The characteristics of side-effects of bromperidol in schizophrenic patients

INTRODUCTION

The overall efficacy of bromperidol has been reported to be similar to or slightly better than that of haloperidol.^1–4 In addition, bromperidol may have a faster onset of action^1,3 and a more activating effect than haloperidol.⁴ Consequently, this drug has been widely used in Japan as well as in Europe and other countries.

Fewer side-effects with low doses (2–4 mg/day) of bromperidol were reported in several studies,^1–3 while medium doses (about 12 mg/day) of bromperidol resulted in a relatively high incidence of extrapyramidal symptoms (EPS) such as tremor, akathisia and salivation.⁴ These findings suggest some relationship between side-effects and daily dosages or plasma concentrations of bromperidol. However, the precise spectrum and quantitative analyses of side-effects of bromperidol in relation to plasma drug concentration have not yet been clearly shown.
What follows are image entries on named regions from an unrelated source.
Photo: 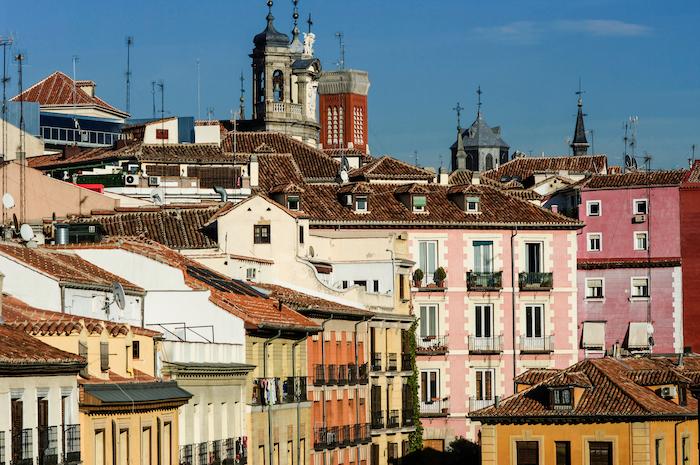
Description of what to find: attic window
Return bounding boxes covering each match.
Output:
[411,195,428,213]
[467,197,479,213]
[552,387,574,410]
[355,195,367,212]
[287,195,301,210]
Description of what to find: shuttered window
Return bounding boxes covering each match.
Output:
[516,441,540,465]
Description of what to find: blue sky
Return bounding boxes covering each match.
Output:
[0,0,700,168]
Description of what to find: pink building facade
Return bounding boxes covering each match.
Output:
[578,176,684,357]
[409,225,577,449]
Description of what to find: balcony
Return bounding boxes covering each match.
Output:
[372,410,385,429]
[420,397,450,418]
[372,353,382,371]
[467,271,503,291]
[386,410,399,428]
[251,376,306,405]
[469,336,503,355]
[518,272,553,291]
[520,336,554,354]
[469,397,496,412]
[386,352,399,371]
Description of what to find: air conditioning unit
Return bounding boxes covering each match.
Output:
[659,386,678,399]
[124,174,139,186]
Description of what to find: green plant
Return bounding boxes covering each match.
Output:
[433,267,447,284]
[406,320,423,452]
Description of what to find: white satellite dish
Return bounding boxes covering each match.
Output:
[2,192,15,210]
[112,281,126,310]
[19,223,34,242]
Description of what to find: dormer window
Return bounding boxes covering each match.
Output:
[355,195,367,213]
[411,195,428,213]
[466,197,480,213]
[552,387,574,410]
[287,195,301,210]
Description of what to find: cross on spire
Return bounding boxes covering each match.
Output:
[453,102,464,129]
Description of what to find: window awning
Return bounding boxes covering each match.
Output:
[627,321,651,349]
[582,321,605,350]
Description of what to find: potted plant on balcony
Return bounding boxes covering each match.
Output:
[413,268,425,287]
[433,267,447,287]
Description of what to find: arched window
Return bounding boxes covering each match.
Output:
[272,69,284,102]
[484,153,493,171]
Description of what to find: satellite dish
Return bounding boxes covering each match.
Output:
[19,223,34,242]
[112,281,126,310]
[2,192,15,210]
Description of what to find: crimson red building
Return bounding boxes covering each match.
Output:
[318,69,369,153]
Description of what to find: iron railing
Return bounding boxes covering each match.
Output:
[518,271,553,291]
[467,271,503,291]
[520,336,554,353]
[469,336,503,354]
[420,398,450,418]
[416,336,447,355]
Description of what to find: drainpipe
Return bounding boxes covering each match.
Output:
[263,329,282,463]
[510,226,518,394]
[292,333,309,463]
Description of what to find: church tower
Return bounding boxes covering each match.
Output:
[244,0,321,147]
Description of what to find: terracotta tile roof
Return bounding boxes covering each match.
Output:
[294,184,581,229]
[0,324,85,368]
[583,170,688,190]
[481,155,608,187]
[349,155,435,181]
[12,71,126,115]
[2,295,161,337]
[0,242,145,294]
[69,204,220,250]
[576,257,681,270]
[251,283,372,317]
[58,237,319,332]
[221,132,339,181]
[470,356,698,423]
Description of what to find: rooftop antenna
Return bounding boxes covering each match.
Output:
[335,32,345,69]
[126,36,134,113]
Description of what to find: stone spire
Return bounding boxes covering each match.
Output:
[571,83,588,155]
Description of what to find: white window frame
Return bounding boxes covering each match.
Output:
[586,200,603,216]
[632,231,649,250]
[586,232,603,252]
[630,276,651,300]
[632,199,649,215]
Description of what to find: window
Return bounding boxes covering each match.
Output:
[586,233,603,252]
[552,387,574,409]
[515,441,540,465]
[586,278,603,299]
[634,231,649,250]
[474,305,493,337]
[554,441,571,465]
[588,441,612,465]
[474,241,493,273]
[525,242,542,273]
[411,195,427,213]
[253,224,270,244]
[633,199,648,215]
[525,305,544,337]
[418,305,438,337]
[586,200,601,216]
[355,195,367,212]
[418,241,438,284]
[475,369,494,400]
[287,195,300,210]
[632,278,649,297]
[420,370,440,403]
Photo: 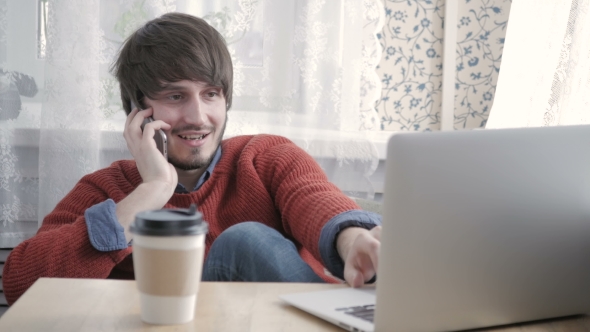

The aim of the present study was to clarify the characteristics of the side-effects of bromperidol together with its relationship with plasma drug concentrations during bromperidol treatment with fixed-dose schedule.

SUBJECTS AND METHODS

Thirty-three acutely exacerbated patients (17 males, 16 females) participated in the study on admission. The mean ± SD of age, bodyweight, duration of illness and Brief Psychiatric Rating Scale (BPRS)⁵ scores before the treatment were 37.3 ± 12.8 years, 59.7 ± 13.1 kg, 119 ± 101 months and 25 ± 6, respectively. All patients fulfilled the DSM-IV criteria⁶ for schizophrenia. It was confirmed by interviews with patients or their families that no patient had received any medication for at least 1 month. The present study was approved by the Ethics Committee of Hirosaki University Hospital, and written informed consent to participate in the study was obtained from patients or their families before the study.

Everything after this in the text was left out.